Allora dal Vaticano arrivò una nota di protesta, a cui però non c’è stato seguito. In questo caso invece la Sala Stampa della Santa Sede ha detto che non ci sono dichiarazioni riguardo alla valutazione dell’accaduto. È però facile prevedere che prevarrà ancora una volta la volontà di mantenere l’accordo inalterato non alzando i toni e accettando il fatto compiuto.
Lo dimostra l’immediato intervento dei “pompieri” - intellettuali, giornalisti e movimenti grandi sponsor dell’accordo con il regime cinese - sempre pronti a giustificare Pechino.

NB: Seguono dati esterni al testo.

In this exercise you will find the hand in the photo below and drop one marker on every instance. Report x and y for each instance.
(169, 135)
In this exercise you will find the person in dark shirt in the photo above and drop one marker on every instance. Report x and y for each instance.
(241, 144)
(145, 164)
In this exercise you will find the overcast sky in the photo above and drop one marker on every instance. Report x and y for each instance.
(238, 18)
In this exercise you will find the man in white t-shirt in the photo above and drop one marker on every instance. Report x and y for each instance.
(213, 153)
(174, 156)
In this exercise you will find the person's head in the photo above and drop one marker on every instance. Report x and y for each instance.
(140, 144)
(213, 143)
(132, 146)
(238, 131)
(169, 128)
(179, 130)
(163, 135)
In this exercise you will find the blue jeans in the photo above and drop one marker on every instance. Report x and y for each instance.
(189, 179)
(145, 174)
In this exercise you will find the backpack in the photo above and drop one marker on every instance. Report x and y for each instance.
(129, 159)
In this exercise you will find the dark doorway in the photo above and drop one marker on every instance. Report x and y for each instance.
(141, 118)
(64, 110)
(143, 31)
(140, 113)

Ne è un esempio l’analisi di Agostino Giovagnoli, docente di Storia Contemporanea all’Università Cattolica del Sacro Cuore ed esponente di spicco della Comunità di Sant’Egidio, pubblicata da Avvenire. Pur (delicatamente) rimproverando a Pechino l’incapacità di cogliere la «natura universale propria della Chiesa», tende a minimizzare la gravità della decisione di Pechino notando anzitutto che nel caso di Shen Bin si tratta di uno spostamento da una diocesi all’altra e non di una nuova ordinazione. Monsignor Shen Bin era infatti vescovo dal 2010 - nominato dalla Santa Sede con il consenso di Pechino - di Haimen (Jiangsu): «Nulla a che vedere, dunque, con le tante ordinazioni illegittime che ci sono state in Cina dal 1958 al 2018».

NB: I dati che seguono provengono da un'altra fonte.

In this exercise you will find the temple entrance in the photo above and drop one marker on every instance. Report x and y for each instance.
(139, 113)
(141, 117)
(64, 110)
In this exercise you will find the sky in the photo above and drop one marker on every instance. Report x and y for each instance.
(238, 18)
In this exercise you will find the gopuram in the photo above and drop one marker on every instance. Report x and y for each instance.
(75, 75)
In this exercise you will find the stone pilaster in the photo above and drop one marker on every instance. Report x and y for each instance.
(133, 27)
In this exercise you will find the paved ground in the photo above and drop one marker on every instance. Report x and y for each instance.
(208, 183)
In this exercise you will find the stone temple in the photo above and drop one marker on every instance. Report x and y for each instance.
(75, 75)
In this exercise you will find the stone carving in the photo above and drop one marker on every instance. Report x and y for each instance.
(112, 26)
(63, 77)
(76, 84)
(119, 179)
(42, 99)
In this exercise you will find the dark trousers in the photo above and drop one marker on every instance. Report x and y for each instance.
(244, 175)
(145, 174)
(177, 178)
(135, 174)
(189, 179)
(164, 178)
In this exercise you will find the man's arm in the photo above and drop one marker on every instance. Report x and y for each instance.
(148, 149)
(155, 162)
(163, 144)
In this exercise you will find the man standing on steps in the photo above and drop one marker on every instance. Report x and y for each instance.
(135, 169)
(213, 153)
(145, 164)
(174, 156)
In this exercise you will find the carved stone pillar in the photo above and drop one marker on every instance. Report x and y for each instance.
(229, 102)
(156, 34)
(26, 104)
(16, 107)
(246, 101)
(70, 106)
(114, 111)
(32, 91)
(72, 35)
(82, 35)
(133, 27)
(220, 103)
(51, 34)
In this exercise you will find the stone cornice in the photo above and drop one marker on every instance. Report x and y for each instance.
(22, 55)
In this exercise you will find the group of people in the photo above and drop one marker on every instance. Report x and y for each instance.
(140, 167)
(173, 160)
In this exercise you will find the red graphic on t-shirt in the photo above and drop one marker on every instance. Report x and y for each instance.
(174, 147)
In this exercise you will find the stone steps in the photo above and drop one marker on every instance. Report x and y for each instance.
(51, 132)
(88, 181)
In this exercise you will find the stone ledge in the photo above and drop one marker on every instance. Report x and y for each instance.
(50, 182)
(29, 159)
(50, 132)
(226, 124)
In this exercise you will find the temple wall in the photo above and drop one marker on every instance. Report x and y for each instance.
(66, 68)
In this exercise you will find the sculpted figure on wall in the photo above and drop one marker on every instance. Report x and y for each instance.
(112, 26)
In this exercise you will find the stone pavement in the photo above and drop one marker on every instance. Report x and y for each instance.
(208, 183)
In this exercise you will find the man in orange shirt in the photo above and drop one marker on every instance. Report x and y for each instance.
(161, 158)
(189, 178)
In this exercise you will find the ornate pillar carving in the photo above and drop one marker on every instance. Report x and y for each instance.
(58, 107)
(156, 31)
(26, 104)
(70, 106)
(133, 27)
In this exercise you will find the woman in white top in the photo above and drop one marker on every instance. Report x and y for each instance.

Il che è vero, ma non si può far finta di non sapere che anche la destinazione è parte dell’ordinazione, quindi anche gli spostamenti da una diocesi all’altra sono prerogativa del Papa e quindi devono essere necessariamente parte integrante dell’Accordo. Poi riferendosi al caso di monsignor Ma Daqin ricorda che questi era stato nominato vescovo ausiliare di Shanghai e non coadiutore con diritto di successione, perciò «la nomina del nuovo vescovo a Shanghai non è in contrasto con le leggi della Chiesa».
Infine si sottolinea i ruoli importanti in patria e il profilo internazionale di monsignor Shen Bin (certo, ha partecipato agli incontri promossi dalla Comunità di Sant’Egidio) per sostenere che si tratta di una scelta positiva per «risolvere la complicata situazione di Shanghai», che è nell’interesse sia della Cina che della Santa Sede. Il fatto che nel discorso d’insediamento abbia insistito sulla necessità di portare avanti la «sinicizzazione della Chiesa», secondo le direttive del capo supremo Xi Jinping, viene appena sfiorato.
In ogni caso, quella che appare evidente è l’ostentazione del regime cinese nel mostrarsi al di sopra di qualsiasi altra entità, accordi o non accordi. Un messaggio che deve essere chiaro anzitutto per i cattolici cinesi, che vedono ancora una volta il Partito Comunista decidere sulla vita della Chiesa, con la Santa Sede accettare in silenzio questi soprusi. A oltre quattro anni dall’entrata in vigore degli Accordi Cina-Vaticano, la situazione per i cattolici cinesi è decisamente peggiorata.